Колька съежился и покраснел, кожей ощущая свою нескладность.

— Немецкий знаешь?

— В школе пятерку имел. — Колька смутился, но, преодолев робость, опять затянул: — Мне бы к вам…

— Ладно, — улыбнулся лейтенант, — посмотрим. А сейчас… — Он взглянул на часы и по-деловому коротко бросил: — Собирайся. К вечеру своих не отыщем — труба. Шкуру сдерут.

Так Колька стал разведчиком. А впоследствии — полным кавалером орденов Славы, ордена Красного Знамени — медали он не считал, — грозой фашистов, всеобщим любимцем полка и носителем странного прозвища «Самурай».

Крестником прозвища Харитонова оказался случай. Однажды, почти под самый Новый год, он, Сашка Снегирев, Кудимов и Вася Белый ушли в поиск — был срочно нужен «язык». Парни благополучно миновали нейтральную полосу и под прикрытием деревьев двинулись б расположение противника. Метелило, видимость была плохая, и — так уж случилось — разведчики углубились больше, чем надо: первые посты остались позади. Высунувшись из леса, они заметили крепкую, в два наката землянку и часового, беспечно закутавшегося в бабий платок.

— Может, рискнем? — прошептал Харитонов.

Сашка кивнул. Согласились и остальные. Белый, в обязанность которого обычно входила буксировка оглушенного противника, и Кудимов составили прикрытие, а Харитонов с Сашкой с двух сторон подползли к часовому. Снял его Сашка, когда немец, освобождая из-под платка ухо, пытался понять: послышался или нет ему какой-то неясный шорох со стороны леса.

Харитонов осторожно приоткрыл дверь. В нос шибануло спертым воздухом, шнапсом, дешевым одеколоном. Николай сунул голову дальше и ахнул. В свете коптилки на нарах разметались немцы. Храп стоял несусветный.

Сашка вытащил гранату, в другую руку взял пистолет, и друзья вошли, плотно прикрыв за собой дверь.

«Что делать? — глазами спросил Снегирев. — Вон их сколько! Не мариновать же!» Действительно, брать одного — проснутся остальные. Как быть? Думать было некогда. Харитонов вытащил нож и кивнул Сашке: смотри, мол, в оба!..

…При отходе Харитонова ранило. Слегка ранило. Именно слегка: пуля прошла сквозь плечевую мякоть, не задев кости. По своей безалаберности Николай не обратился к врачам — решил лечиться собственным методом. Он выпил полстакана спирта, залил рану йодом, а ребята наложили повязку.

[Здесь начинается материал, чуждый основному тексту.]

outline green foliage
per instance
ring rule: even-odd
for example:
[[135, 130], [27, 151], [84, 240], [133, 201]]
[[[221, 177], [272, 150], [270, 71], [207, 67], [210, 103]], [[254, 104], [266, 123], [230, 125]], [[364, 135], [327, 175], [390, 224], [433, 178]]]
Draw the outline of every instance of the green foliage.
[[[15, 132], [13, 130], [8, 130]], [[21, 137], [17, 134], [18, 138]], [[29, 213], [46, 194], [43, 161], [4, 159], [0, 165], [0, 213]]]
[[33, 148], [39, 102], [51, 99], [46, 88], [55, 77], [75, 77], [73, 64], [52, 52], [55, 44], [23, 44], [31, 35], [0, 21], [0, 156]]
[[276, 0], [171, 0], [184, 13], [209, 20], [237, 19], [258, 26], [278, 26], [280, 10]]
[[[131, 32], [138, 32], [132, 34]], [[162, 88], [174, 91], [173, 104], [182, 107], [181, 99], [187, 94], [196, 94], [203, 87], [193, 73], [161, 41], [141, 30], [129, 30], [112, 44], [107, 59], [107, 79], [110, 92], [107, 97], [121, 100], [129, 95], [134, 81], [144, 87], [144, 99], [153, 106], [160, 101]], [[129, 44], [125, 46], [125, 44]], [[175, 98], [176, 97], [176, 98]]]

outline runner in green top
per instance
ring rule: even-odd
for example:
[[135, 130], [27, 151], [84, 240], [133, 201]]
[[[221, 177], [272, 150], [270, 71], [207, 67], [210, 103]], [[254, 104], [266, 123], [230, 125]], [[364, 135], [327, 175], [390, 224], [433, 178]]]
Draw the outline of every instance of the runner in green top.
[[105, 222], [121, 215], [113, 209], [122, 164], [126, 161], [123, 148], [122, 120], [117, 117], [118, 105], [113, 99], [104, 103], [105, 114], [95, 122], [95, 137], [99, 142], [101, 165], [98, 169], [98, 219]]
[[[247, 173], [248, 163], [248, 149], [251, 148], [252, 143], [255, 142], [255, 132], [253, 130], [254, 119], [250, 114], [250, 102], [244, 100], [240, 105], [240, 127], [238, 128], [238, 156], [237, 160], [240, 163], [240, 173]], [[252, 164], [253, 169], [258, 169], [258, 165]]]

— И вся операция, — сказал Харитонов, довольно улыбаясь, — а врачам только дайся… Они руки коллекционируют, мою б с таким удовольствием отхватили!.. Она ж у меня, — он вытянул свою мускулистую, с сухим запястьем и длинными подвижными пальцами руку, — уникальная! Гляди! — Он сжал пальцы, взмахнул несуществующей дирижерской палочкой и, пронзительно свистнув, раскрыл кулак. На ладони лежала командирская зажигалка.

Разведчики захохотали. Капитан Малинин обшарил карманы и, выругавшись, попросил вернуть имущество.

— Ну как? — ухмыляясь, спросил Харитонов.

— Для воровского дела лапа подходящая, — одобрил Кудимов — небольшой, юркий, с обезьяньим лицом парень, пришедший к десантникам из штрафбата.

— Эх, ты, — печально сказал Харитонов, — это рука пианиста. Ты еще на мои концерты после войны ходить будешь.